What I want is accountability.
Let's start with police officers wearing their frakken badges so there can some sort of police recourse if a civilian does get their civil liberties trampled on?
If every thing every police officer was doing was above the law, then why would 91 officers feel the need to obscure their identity to prevent accountability and repercussions for their actions that weekend in late June?
I mean, why else remove their badges? And you cannot tell me that 90 badges malfunctioned during their course of duty and simply fell off? (Or perhaps they might have fallen off when an officer was busy putting a demonstrator into a headlock and wrestling them to the ground?)
According to a story in today's Toronto Star, "Blair was appearing in Ottawa before the House of Commons public safety committee to answer questions about summit security.

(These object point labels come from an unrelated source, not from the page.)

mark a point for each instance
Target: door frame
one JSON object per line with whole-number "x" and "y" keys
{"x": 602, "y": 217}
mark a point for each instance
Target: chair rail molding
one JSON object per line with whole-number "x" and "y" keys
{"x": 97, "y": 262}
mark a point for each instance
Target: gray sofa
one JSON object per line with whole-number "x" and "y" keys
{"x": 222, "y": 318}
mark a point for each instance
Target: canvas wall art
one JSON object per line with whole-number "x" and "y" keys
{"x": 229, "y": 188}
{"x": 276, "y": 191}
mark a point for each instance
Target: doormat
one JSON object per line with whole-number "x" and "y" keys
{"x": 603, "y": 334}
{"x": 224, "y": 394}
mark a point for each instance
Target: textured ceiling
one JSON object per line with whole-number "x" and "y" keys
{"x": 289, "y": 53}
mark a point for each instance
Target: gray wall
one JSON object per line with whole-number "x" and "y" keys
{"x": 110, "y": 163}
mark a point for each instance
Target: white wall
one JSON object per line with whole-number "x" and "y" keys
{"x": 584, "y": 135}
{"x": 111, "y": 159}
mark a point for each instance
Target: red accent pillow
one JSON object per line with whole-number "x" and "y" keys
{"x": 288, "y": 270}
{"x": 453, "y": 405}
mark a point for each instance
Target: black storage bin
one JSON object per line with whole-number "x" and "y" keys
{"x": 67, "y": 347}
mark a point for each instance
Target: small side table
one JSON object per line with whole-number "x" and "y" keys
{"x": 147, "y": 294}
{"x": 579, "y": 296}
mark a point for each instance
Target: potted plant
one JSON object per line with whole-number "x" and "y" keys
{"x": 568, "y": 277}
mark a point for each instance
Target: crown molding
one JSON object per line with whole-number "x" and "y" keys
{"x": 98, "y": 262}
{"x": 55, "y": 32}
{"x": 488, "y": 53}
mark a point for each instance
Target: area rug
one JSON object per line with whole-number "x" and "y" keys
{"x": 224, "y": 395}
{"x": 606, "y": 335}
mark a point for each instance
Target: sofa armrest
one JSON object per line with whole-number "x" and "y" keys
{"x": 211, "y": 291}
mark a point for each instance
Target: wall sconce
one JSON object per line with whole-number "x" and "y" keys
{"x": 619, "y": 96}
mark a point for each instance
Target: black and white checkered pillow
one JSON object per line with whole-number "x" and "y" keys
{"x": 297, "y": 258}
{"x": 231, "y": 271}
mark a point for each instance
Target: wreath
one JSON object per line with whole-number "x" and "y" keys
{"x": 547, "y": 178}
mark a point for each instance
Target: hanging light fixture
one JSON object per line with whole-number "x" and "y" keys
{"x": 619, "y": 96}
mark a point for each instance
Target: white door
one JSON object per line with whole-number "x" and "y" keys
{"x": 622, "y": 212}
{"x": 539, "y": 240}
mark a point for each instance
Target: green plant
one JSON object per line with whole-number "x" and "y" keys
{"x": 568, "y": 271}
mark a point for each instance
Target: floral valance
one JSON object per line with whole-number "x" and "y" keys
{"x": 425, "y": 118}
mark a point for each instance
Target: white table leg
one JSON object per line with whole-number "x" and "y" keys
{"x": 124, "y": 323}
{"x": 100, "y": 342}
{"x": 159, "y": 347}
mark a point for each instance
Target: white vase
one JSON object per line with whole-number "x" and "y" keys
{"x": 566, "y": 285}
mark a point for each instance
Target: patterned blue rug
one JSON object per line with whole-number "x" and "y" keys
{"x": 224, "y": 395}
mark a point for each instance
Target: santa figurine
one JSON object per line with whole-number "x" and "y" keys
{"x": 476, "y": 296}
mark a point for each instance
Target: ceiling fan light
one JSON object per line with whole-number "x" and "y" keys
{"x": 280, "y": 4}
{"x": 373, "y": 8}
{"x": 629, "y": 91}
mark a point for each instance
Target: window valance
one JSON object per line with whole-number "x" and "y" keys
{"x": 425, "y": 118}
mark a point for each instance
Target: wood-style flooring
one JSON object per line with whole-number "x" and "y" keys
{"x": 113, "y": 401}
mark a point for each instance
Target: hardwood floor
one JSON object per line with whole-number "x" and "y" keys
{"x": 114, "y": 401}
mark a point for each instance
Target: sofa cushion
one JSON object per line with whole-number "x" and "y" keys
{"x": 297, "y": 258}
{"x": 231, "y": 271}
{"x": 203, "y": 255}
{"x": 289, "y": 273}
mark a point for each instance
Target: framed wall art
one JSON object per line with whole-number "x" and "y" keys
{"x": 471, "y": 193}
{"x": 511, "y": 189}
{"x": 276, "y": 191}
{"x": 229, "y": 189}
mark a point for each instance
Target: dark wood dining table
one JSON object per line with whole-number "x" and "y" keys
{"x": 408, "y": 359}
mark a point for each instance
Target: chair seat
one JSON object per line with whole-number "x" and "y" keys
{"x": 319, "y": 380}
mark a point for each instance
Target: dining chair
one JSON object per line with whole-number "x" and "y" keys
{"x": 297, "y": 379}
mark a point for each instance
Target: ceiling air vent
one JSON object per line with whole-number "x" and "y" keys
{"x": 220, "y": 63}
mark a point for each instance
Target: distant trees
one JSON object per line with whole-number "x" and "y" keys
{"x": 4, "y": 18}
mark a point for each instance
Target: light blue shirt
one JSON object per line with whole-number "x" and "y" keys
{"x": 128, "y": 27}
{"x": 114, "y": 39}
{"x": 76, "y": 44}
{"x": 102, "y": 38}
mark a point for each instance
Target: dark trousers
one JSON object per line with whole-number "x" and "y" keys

He discussed the disciplinary action in response to MPs' queries about accusations that a large group of officers deliberately tried to hide their identities from G20 protesters."
There were 13 complaints lodged about missing or obscured badges. Officers caught potentially face a loss of a day's wage. Perhaps some were willing to risk a day's pay for the potential free for all of the streets of Toronto. As I write this, the image of a young girl being grabbed by the neck and lifted off the ground by police comes to mind. They call it a Police riot, not a People riot, for a reason.
Think I'm being hard on the Toronto police here, can I direct you to another Toronto Star series on police accountability here titled: Above the Law.
In other G20 legal news, charges against alleged G20 "ringerleader" Julian Ichim were dropped November 1, 2010. Ichim was originally charged with counselling to commit mischief.